L'orpaillage illégal continue de gangrener plusieurs régions de la Côte d'Ivoire, et le Moronou reste l'une des zones les plus touchées par ce fléau. Le Groupement Spécial de Lutte contre l'Orpaillage Illégal (GS-LOI) y multiplie les opérations depuis plusieurs mois, avec des résultats significatifs mais qui peinent à enrayer durablement le phénomène.
Une traque qui s'intensifie
Le 19 août dernier, le GS-LOI a mené des opérations simultanées dans neuf régions du pays, dont le Moronou, permettant l'interpellation de sept personnes — trois Ivoiriens et quatre Burkinabè — ainsi que la saisie de près de 2 millions de FCFA en numéraire, huit kilogrammes de minerais et plusieurs dizaines de motopompes.
Sur la période plus large du 1er janvier au 31 juillet 2026, la gendarmerie nationale a procédé au déguerpissement de 1 114 sites d'orpaillage illégal à travers 953 opérations, avec 1 531 personnes interpellées et plus de 4,4 kg d'or saisis — un chiffre qui donne la mesure de l'ampleur du phénomène.
Un système de racket qui gangrène la lutte elle-même
Une enquête récente menée dans les régions du N'Zi et du Moronou révèle une réalité plus troublante encore : malgré les opérations répétées de déguerpissement, certains acteurs chargés de combattre l'orpaillage clandestin auraient eux-mêmes transformé la répression en source de revenus, à travers une tarification clandestine permettant à certaines exploitations illégales de continuer à fonctionner.

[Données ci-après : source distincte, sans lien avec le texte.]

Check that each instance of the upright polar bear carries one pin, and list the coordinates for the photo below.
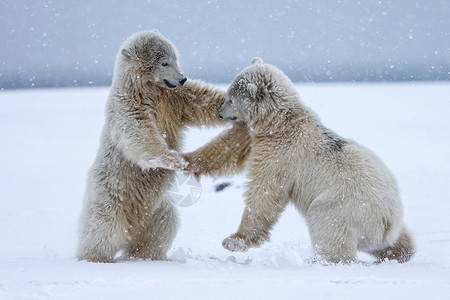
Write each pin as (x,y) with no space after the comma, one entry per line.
(347,195)
(126,206)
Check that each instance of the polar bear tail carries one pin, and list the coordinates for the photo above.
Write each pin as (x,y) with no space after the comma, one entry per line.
(402,250)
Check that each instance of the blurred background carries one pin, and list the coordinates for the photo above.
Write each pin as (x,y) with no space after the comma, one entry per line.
(61,43)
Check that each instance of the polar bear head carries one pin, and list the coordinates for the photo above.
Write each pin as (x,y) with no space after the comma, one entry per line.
(148,57)
(258,92)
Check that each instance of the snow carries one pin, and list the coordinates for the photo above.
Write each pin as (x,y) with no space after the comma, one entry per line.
(49,138)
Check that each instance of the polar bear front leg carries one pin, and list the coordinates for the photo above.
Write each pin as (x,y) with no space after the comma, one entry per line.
(262,211)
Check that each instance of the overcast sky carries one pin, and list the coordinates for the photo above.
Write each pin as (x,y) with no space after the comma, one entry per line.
(74,43)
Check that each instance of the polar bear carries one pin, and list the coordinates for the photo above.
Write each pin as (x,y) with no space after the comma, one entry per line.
(347,196)
(126,208)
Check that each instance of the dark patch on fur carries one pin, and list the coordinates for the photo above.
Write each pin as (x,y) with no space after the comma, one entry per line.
(335,142)
(222,186)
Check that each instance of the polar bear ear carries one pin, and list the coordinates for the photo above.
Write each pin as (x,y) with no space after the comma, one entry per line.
(257,61)
(252,89)
(130,54)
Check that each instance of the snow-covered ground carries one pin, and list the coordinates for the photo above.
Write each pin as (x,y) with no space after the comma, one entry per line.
(49,139)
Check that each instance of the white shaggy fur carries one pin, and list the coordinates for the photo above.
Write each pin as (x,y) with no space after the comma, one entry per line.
(126,206)
(348,197)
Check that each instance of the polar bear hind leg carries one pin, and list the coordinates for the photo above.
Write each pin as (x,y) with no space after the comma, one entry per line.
(402,250)
(158,235)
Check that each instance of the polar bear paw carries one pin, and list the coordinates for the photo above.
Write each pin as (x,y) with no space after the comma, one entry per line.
(234,243)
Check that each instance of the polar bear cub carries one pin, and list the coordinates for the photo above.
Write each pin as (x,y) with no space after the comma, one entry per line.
(348,197)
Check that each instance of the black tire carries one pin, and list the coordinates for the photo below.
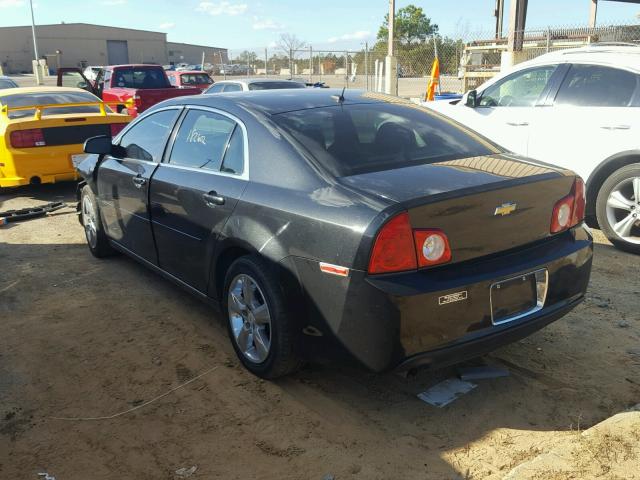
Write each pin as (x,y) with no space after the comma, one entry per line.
(99,247)
(610,184)
(281,359)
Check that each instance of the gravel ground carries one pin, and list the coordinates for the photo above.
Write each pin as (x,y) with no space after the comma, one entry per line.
(85,338)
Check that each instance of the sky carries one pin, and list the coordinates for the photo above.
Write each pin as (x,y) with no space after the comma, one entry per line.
(324,24)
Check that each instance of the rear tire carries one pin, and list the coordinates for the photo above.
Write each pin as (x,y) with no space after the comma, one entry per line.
(93,229)
(618,208)
(259,326)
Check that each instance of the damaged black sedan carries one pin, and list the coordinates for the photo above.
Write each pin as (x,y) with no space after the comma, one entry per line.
(328,224)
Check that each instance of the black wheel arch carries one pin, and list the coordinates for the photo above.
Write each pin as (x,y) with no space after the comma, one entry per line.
(602,172)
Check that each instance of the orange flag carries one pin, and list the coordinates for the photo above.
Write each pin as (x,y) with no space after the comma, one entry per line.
(433,83)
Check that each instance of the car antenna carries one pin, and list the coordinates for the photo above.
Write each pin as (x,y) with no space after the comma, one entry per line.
(340,98)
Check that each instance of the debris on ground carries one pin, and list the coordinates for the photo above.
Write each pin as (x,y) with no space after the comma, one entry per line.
(46,476)
(185,472)
(445,392)
(481,372)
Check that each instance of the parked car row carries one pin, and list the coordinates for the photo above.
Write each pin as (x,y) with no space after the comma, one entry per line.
(575,108)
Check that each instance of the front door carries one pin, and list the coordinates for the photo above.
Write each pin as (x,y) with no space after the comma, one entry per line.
(506,108)
(589,120)
(123,183)
(195,190)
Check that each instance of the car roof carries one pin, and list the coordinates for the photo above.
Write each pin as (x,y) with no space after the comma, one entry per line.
(625,56)
(273,102)
(27,90)
(180,72)
(258,79)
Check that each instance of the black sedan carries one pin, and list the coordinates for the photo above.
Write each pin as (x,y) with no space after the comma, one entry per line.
(330,225)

La résistance citoyenne s'organise
Face à l'inefficacité relative de la seule répression, plusieurs communautés locales prennent les devants. Dans le Moronou, le village d'Andé a par exemple empêché l'installation de sites d'orpaillage illégal sur son propre territoire, une dynamique de résistance citoyenne encouragée par le ministère des Mines à travers un travail de sensibilisation avec les autorités coutumières.